Last week when the privacy issue made headlines, Nandan Nilekani, the man responsible for this unique identity idea, said there was a malicious campaign against Aadhaar. Not true, Nandan. People like me have objected to it from day one because we understand the ways and wiles of Indian officialdom better than you do.
Literate Indians learn to deal with them by oiling palms and slipping through loopholes, but if you are illiterate and poor and living in rural India, things like Aadhaar end up becoming just another way for some rural official to make your very hard life even harder.
In the villages I visited last week, I asked if there was a place where they could take their grievances and find remedies. They said, “Yes. We can go to the collector, but to get there we have to spend Rs 500 on transport. We don’t have that kind of money to spend.”
Mr Nilekani also said that Aadhaar was here to stay. Yes it is now, and it’s bad luck that Indian taxpayers have spent billions of rupees on adding yet another card to the many we already have, but something needs to be done to stop this card from becoming a monster.
It is bad enough, as the Supreme Court has already pointed out, that it has begun to seem as if we stop being Indians if we lose our cards.
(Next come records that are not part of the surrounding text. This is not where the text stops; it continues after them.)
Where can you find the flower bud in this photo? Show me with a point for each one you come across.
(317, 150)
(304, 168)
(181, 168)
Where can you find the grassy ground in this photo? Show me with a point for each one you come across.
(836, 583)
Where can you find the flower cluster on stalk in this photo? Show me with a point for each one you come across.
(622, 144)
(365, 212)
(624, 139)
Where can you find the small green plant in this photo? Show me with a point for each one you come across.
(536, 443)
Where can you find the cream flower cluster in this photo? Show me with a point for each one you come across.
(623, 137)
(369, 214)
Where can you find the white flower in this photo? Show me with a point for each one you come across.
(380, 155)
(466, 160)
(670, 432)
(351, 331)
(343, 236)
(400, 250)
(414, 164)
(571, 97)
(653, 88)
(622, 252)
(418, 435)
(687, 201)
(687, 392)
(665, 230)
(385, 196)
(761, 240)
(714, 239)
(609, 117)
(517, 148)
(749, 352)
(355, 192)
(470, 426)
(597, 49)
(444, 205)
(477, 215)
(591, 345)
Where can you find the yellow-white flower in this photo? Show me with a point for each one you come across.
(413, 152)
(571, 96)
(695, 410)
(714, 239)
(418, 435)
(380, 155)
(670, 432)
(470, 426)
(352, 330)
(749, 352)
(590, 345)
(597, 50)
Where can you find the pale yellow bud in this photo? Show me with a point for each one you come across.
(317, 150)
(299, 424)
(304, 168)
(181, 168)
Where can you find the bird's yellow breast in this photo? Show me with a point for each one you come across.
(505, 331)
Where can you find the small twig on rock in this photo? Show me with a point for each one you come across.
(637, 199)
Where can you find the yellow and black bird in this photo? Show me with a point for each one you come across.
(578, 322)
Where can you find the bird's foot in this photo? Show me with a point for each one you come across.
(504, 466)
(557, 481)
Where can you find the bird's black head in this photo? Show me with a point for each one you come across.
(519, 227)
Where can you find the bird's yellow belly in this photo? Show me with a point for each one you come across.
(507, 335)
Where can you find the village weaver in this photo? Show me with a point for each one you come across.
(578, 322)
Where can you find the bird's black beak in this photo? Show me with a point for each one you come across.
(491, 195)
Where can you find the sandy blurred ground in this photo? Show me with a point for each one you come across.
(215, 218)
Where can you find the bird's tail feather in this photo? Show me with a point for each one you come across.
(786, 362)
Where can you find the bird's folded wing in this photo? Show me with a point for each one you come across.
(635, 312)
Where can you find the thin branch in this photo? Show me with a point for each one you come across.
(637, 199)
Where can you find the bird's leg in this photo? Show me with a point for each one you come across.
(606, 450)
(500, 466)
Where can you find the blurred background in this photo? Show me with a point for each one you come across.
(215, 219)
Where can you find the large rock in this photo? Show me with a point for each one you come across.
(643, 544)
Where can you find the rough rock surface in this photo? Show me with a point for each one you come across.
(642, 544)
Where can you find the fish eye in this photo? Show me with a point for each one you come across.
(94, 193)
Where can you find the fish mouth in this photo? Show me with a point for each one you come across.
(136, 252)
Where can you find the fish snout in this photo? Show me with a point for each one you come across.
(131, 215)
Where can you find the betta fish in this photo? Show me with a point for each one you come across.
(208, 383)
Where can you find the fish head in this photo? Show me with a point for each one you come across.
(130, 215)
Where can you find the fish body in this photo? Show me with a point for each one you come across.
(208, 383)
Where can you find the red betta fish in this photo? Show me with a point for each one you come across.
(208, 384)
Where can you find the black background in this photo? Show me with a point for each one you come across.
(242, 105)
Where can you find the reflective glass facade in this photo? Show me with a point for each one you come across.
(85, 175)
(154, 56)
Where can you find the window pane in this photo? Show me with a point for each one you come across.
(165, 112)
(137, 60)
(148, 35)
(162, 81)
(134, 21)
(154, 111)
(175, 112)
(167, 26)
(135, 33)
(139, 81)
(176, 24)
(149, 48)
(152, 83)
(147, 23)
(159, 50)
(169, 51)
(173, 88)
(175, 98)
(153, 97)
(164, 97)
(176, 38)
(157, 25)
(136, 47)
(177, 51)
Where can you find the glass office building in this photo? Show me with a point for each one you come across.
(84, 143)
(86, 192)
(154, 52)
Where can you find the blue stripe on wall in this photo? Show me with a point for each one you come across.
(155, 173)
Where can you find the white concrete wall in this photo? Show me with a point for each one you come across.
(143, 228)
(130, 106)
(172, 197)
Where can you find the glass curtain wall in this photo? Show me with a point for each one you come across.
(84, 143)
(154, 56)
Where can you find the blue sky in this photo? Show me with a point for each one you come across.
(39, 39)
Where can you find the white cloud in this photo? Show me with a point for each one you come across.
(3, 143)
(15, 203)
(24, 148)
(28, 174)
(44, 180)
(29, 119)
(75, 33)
But, can we at least stop making it compulsory to do almost everything, from opening a bank account to getting public services that is the fundamental duty of our worthless officials to provide.
It is unfortunate that protests against Aadhaar have come mostly from educated Indians in towns and cities who have raised issues of privacy and identity theft. These voices are heard louder only because those who are really suffering under the weight of Aadhaar are voiceless.
It is ironic that it is those who really need government subsidies to survive the horrors of living below the Indian poverty line now suffer even more because of a card that was supposed to help them. If this information has not reached the Prime Minister’s office it is because his MPs and MLAs rarely visit villages to which there are no roads.
In the villages that I visited last week, the elected representatives of these desperately poor people have not been seen since they last came to ask for their votes in 2014. They gave them happily because they liked what Narendra Modi was saying about ‘parivartan’.